Another effort that NIST is involved in is a project by the Department of Homeland Security (DHS), the ICT Supply Chain Task Force, which has been charged with developing consensus recommendations for identifying and managing global supply chain risks. “Supply chain is the 2019 issue du jour,” Robert Mayer of US Telecom and a co-director of the task force, said during a panel discussion on supply chain initiatives at the conference.

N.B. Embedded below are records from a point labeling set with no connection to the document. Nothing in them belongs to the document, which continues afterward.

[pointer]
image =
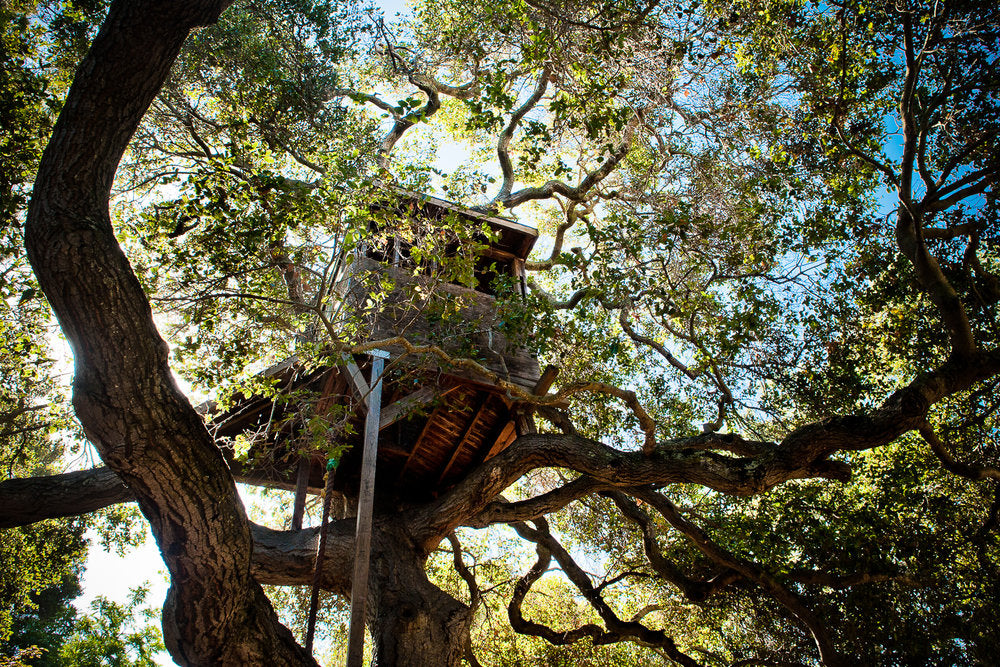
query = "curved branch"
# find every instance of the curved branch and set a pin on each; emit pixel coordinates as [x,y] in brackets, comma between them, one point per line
[503,143]
[617,629]
[501,511]
[705,544]
[579,192]
[129,405]
[693,589]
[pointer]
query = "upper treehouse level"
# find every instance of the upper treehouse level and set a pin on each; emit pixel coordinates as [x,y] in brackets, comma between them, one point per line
[413,280]
[432,277]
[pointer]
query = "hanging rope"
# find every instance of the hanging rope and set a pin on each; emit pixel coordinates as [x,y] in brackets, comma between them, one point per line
[331,470]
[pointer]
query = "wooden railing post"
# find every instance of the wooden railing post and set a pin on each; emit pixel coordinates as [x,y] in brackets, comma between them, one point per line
[366,500]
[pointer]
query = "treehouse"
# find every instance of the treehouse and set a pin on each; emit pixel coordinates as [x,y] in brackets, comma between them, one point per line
[427,284]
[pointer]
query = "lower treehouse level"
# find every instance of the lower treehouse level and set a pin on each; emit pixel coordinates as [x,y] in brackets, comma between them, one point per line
[434,428]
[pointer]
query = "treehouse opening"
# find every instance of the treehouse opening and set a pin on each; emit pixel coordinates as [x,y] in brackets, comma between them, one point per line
[442,288]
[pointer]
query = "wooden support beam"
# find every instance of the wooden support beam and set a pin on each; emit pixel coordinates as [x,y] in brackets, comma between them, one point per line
[546,380]
[366,504]
[465,436]
[355,379]
[419,443]
[507,435]
[301,489]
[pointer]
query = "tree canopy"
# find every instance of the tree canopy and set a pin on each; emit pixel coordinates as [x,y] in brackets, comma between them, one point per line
[768,277]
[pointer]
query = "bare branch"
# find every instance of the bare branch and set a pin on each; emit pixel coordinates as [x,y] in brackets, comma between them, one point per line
[503,143]
[705,544]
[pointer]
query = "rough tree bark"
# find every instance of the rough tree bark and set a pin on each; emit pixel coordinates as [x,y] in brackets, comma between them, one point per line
[162,456]
[144,428]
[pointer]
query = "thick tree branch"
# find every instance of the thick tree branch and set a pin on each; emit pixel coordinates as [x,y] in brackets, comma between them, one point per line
[617,629]
[503,142]
[751,571]
[132,411]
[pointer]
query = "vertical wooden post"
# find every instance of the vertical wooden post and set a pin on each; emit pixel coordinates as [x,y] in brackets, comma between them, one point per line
[301,488]
[366,500]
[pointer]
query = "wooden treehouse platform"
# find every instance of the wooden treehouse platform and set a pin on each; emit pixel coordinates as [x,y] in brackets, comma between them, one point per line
[437,422]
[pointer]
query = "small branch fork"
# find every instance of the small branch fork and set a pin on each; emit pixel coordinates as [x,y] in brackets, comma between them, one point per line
[547,547]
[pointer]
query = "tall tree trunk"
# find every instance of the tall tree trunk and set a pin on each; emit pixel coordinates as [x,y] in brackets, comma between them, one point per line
[412,621]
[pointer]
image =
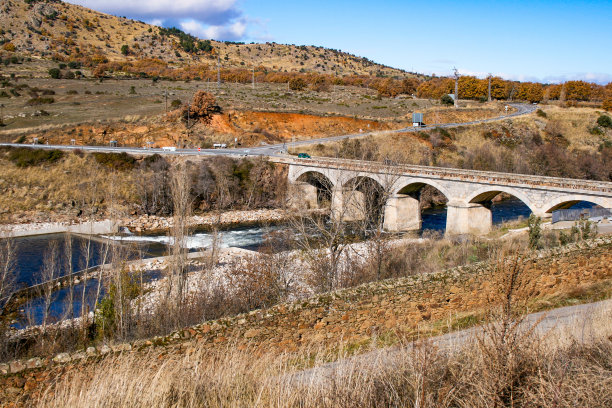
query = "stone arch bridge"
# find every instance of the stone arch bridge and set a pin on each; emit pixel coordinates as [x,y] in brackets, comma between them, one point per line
[469,192]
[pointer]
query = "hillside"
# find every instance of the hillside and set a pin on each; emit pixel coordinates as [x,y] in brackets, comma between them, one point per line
[52,28]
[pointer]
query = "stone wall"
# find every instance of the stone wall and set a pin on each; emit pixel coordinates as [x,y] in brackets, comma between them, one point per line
[352,316]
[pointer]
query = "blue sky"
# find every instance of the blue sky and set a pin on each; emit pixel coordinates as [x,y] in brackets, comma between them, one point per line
[526,40]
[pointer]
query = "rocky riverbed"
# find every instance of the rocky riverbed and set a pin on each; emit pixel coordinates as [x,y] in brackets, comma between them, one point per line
[137,224]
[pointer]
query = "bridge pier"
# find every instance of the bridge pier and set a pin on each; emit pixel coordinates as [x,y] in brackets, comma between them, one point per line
[348,204]
[303,196]
[468,218]
[402,213]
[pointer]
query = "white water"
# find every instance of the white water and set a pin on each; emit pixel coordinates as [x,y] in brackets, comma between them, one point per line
[233,238]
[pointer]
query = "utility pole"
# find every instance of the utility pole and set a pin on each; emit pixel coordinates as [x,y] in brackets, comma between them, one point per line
[218,71]
[188,111]
[456,87]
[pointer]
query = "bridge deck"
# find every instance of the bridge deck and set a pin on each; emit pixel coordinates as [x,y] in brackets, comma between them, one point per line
[509,179]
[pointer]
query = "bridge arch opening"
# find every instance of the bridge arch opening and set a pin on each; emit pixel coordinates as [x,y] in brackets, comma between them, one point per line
[505,205]
[576,204]
[363,200]
[313,190]
[417,206]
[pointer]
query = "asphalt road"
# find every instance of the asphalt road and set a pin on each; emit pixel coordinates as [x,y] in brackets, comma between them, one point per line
[277,149]
[577,321]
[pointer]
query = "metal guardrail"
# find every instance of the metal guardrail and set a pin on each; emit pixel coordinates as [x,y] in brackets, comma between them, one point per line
[454,174]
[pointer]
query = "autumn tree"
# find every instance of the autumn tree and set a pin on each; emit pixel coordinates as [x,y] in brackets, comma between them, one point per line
[202,107]
[577,91]
[297,84]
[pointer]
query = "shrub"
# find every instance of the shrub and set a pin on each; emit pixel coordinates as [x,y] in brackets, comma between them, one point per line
[40,101]
[297,84]
[116,161]
[596,130]
[447,100]
[26,157]
[535,231]
[604,121]
[55,73]
[541,113]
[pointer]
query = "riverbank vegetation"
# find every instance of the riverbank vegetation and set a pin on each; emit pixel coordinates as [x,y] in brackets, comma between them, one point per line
[42,183]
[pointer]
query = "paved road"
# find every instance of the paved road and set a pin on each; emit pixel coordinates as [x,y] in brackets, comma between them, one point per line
[277,149]
[573,320]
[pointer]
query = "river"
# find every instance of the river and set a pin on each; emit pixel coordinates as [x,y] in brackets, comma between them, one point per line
[31,250]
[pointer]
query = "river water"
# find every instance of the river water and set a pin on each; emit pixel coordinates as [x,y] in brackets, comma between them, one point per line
[31,249]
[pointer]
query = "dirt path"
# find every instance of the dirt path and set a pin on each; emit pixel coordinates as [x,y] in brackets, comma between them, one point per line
[575,321]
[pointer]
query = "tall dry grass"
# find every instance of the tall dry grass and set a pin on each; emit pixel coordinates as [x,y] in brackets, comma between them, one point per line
[570,366]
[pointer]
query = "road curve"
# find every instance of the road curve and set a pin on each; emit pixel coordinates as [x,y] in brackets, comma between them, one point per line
[277,149]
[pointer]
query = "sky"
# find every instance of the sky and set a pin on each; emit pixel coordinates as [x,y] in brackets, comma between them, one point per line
[547,41]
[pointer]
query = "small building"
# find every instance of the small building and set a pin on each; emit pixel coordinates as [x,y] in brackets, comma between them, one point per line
[417,120]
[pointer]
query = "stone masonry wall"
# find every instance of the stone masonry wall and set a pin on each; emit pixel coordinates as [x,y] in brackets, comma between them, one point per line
[353,315]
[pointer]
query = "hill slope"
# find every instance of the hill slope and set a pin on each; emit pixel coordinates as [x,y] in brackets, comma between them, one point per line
[53,28]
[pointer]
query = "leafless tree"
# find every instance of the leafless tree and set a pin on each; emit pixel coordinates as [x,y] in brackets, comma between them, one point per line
[180,188]
[8,261]
[50,271]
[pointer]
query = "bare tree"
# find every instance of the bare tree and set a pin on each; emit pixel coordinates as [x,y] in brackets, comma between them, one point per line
[180,188]
[8,261]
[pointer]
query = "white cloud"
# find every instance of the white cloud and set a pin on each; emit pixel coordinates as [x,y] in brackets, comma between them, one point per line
[231,32]
[215,19]
[208,11]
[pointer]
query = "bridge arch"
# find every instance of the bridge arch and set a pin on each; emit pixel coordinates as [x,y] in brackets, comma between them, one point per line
[315,190]
[568,201]
[364,198]
[486,194]
[303,173]
[414,185]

In terms of the federal government’s focus, “The supply chain issue is actually now spreading into other areas of policymaking,” John Miller, of the Information Technology Industry Council and the other co-director of the task force, says. Given the hype cycle, the government’s renewed interest in supply chain may not yet be headed into the right direction. “It’s difficult for policymakers to implement risk-based solutions when there are other blunter tools to solve the problem. Country of origin is an issue but it’s not the only issue.”

However, “the nice thing about the renewed focus is that it gives a push to the marketplace to up the innovation. Government, the ecosystem writ large, is thinking about it,” another task force member, Evelyn Remaley, deputy associate administrator in the Office of Policy Analysis at the National Telecommunications Information Administration (NTIA), says.

A big challenge for some organizations is the lack of information on what the supply chain threats are. “I think we have good processes in place from a comms perspective,” task force member Chris Boyer, assistant VP for global public policy at AT&T says. “What would be helpful is having more intelligence coming in from the intelligence community. Today the process to get that information is a little more ad hoc. “

One goal for the task force is to take a strategic approach to the problem of cybersecurity supply chain risk management. “We want to make sure we’re taking a strategic approach about this problem. We want to get quick wins in the board but we don’t want to go off and do scattershot things,” Miller says. “The task force isn’t going to solve all [the supply chain] problems.”